Navigating and connecting to CI is a critical component of computational thinking and essential to 21st century biology. Utilizing the CI developed by the iPlant Collaborative, the national biological cyberinfrastructure funded by the U.S. National Science Foundation, this session will include tutorials, demos and discussions that illustrate how CI allows science and people to scale along 3 topical areas.

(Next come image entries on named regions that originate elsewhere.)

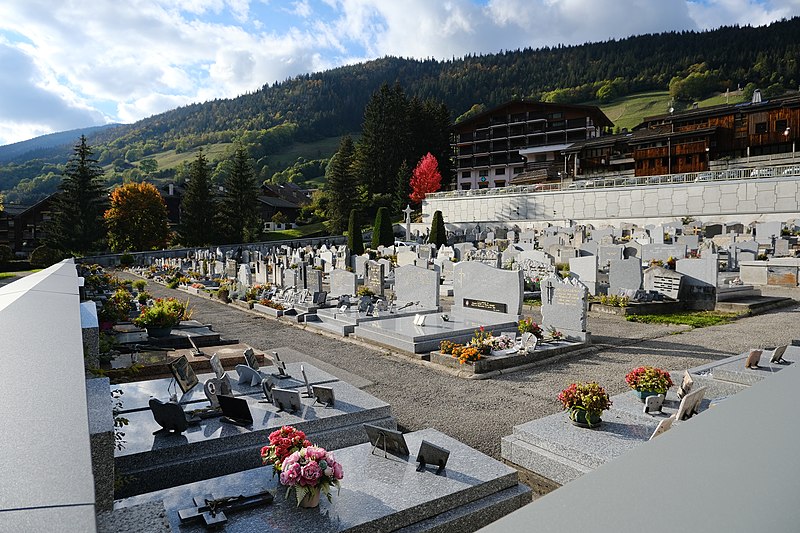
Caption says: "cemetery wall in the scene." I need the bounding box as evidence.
[422,177,800,228]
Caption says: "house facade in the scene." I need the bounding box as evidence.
[452,100,613,190]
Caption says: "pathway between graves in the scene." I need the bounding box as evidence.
[120,273,800,459]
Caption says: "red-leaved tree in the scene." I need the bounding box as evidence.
[408,152,442,203]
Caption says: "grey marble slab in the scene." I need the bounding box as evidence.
[116,429,529,533]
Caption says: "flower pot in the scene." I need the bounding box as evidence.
[145,327,172,339]
[300,488,322,509]
[569,407,603,428]
[633,389,662,403]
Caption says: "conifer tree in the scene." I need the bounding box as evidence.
[347,209,364,255]
[325,135,358,235]
[218,146,261,243]
[46,135,107,255]
[428,211,447,248]
[372,207,394,250]
[180,150,217,246]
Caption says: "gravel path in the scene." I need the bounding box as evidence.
[121,273,800,459]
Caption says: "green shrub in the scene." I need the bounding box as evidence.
[30,246,64,268]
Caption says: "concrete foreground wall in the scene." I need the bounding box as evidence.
[422,176,800,229]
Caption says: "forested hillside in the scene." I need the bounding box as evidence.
[0,18,800,204]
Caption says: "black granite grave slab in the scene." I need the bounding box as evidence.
[115,429,531,533]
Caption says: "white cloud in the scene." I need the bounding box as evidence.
[0,0,800,143]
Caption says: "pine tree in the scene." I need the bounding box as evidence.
[347,209,364,255]
[46,135,107,255]
[392,161,411,214]
[372,207,394,250]
[180,150,217,246]
[325,135,358,235]
[218,146,261,243]
[428,211,447,248]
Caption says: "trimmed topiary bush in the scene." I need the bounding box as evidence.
[372,207,394,250]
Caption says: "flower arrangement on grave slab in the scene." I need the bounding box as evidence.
[261,426,312,476]
[280,446,344,507]
[517,317,544,339]
[558,381,611,428]
[133,298,192,329]
[547,326,564,341]
[625,366,673,397]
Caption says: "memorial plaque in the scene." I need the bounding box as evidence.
[463,298,508,313]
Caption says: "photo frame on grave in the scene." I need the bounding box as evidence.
[300,365,314,398]
[311,385,336,407]
[169,355,199,394]
[417,440,450,476]
[272,387,303,413]
[243,348,258,370]
[769,344,789,365]
[217,394,253,426]
[678,370,694,400]
[643,394,664,415]
[270,352,291,379]
[364,424,410,458]
[675,387,706,420]
[648,415,675,440]
[208,354,225,379]
[744,348,764,368]
[236,365,264,387]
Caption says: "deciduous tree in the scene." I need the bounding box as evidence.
[409,152,442,203]
[46,135,107,255]
[105,183,170,252]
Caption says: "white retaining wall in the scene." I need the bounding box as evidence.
[422,176,800,229]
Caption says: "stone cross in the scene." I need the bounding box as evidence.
[403,204,414,242]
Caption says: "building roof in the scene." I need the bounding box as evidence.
[454,99,614,130]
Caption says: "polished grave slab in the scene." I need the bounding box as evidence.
[111,363,396,497]
[354,313,517,359]
[115,429,531,533]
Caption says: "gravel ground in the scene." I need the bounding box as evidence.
[121,274,800,459]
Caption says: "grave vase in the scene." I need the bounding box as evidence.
[633,389,666,403]
[300,487,322,509]
[569,407,603,429]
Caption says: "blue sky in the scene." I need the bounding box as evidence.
[0,0,800,145]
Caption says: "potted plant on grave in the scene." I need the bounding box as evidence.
[558,381,611,428]
[133,298,191,337]
[625,366,672,401]
[280,446,344,507]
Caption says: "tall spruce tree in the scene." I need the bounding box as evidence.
[347,209,364,255]
[372,207,394,250]
[180,150,217,246]
[325,135,358,235]
[46,135,108,255]
[219,146,261,243]
[355,83,410,200]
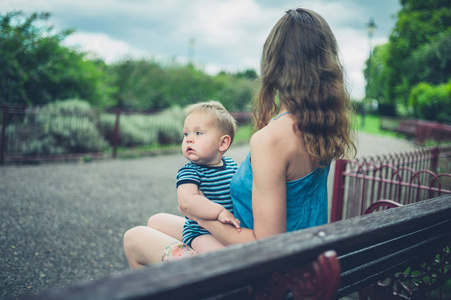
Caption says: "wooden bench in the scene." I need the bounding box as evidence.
[31,195,451,300]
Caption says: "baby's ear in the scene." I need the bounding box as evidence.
[219,134,232,152]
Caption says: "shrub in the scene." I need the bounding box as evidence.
[409,80,451,123]
[6,100,108,156]
[99,107,184,147]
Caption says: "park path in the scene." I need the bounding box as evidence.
[0,134,415,299]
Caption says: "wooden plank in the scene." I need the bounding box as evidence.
[32,195,451,299]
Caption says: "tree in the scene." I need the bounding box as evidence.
[363,44,389,104]
[0,11,114,106]
[386,0,451,105]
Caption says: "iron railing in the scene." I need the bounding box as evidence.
[331,145,451,222]
[0,105,250,164]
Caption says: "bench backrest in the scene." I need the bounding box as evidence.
[30,195,451,300]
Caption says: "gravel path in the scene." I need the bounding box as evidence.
[0,135,414,299]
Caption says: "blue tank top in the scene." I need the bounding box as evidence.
[230,152,330,232]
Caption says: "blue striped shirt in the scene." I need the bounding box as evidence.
[176,157,238,246]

Originally servicing the plant science community, iPlant CI support challenges in all life sciences and the resulting open source CI integrates proven foundational platforms and technologies. Lessons learned will apply far beyond iPlant CI.

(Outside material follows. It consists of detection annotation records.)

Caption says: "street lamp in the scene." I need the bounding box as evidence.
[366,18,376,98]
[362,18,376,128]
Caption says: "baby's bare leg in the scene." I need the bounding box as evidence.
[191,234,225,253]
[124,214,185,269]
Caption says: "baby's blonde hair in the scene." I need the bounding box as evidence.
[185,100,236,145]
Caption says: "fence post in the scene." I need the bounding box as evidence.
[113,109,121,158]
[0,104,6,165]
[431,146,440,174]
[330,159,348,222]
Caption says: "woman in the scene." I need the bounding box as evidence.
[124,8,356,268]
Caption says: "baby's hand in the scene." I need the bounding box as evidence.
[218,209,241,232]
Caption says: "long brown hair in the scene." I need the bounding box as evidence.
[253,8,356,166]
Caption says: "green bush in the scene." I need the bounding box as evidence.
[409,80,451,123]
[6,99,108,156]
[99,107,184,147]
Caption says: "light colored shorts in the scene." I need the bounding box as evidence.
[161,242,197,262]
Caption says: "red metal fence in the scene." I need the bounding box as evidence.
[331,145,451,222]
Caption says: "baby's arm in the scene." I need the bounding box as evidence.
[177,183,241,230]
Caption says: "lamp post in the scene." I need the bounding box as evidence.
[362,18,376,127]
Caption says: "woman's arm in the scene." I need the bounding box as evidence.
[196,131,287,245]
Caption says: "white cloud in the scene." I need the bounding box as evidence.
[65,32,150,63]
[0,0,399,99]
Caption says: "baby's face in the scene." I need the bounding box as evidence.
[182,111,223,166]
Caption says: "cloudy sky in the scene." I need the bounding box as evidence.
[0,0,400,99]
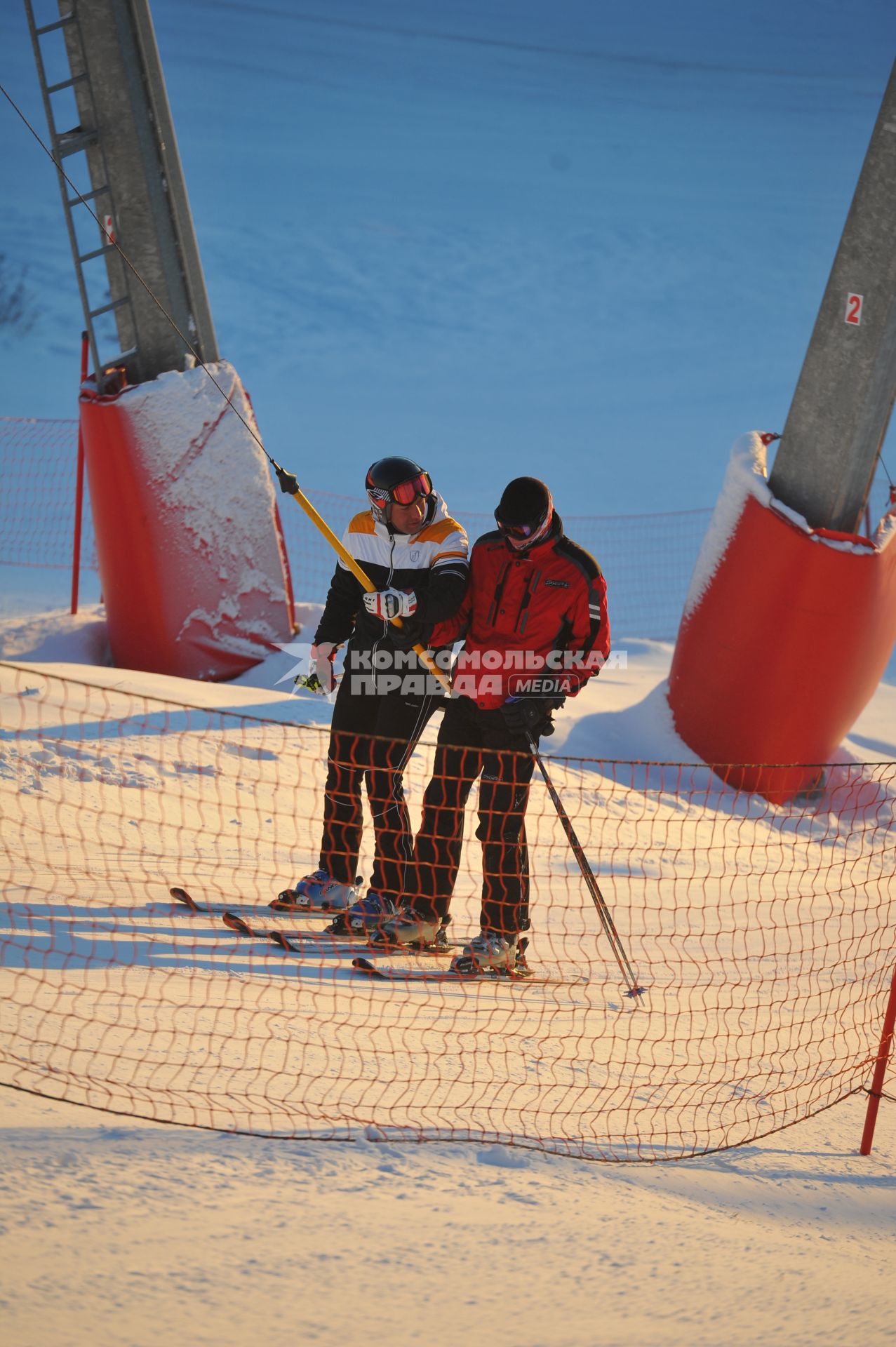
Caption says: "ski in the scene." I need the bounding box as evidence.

Scaling Data: The lifecycle of data necessitates interdisciplinary collaborations and team science approaches spanning multiple departments, institutes, and even continents. We will demonstrate how the Data Store utilizes IRODS technology to make sharing of large biological datasets routine. Users will learn how to upload data, manage metadata, and how the Data Commons can power collaborations. We will demonstrate image analysis as an exemplar use case for metadata.
Scaling Compute: Web-accessible tools and application interfaces for data analysis and management leverage federated data and consumption of resources from multiple providers (such as NSF funded XSEDE: eXtreme Science and Engineering Discovery Environment), campus clusters, and commercial clouds. Communities can access an array of tools and services, and if required extend the CI to accommodate specific needs. We will cover three methods of scaling compute through discussion and hands-on demos: 1) Discovery Environment - Web based interface to bioinformatics application and HPC; we will cover an RNA-Seq tutorial as a popular workflow 2)Atmosphere Cloud Compute – We will give an overview of the Atmosphere cloud, demo data visualization applications, and cover developer resources including virtual machines. 3) Science APIs - Web-based Application Programming Interfaces (APIs) to support automation and integration of tools and services in other applications and third party platforms; tutorials will cover authentication and job management as well as introduce the developer toolkit.
Scaling People: People are by definition a component of cyberinfrastructure; learning must engage all levels of users (from beginner to expert). iPlant CI’s orientation and learning materials are available in the form of asynchronous online tutorials, onsite workshops, webcasts, and support forums. A discussion with panelists from several bioinformatics-related projects will focus on educational applications of CI, best practices in training, how to develop self-sustaining training efforts (through training trainers), and how collaborating with efforts such as the Software Carpentry and Data Carpentry organizations accelerate user capabilities.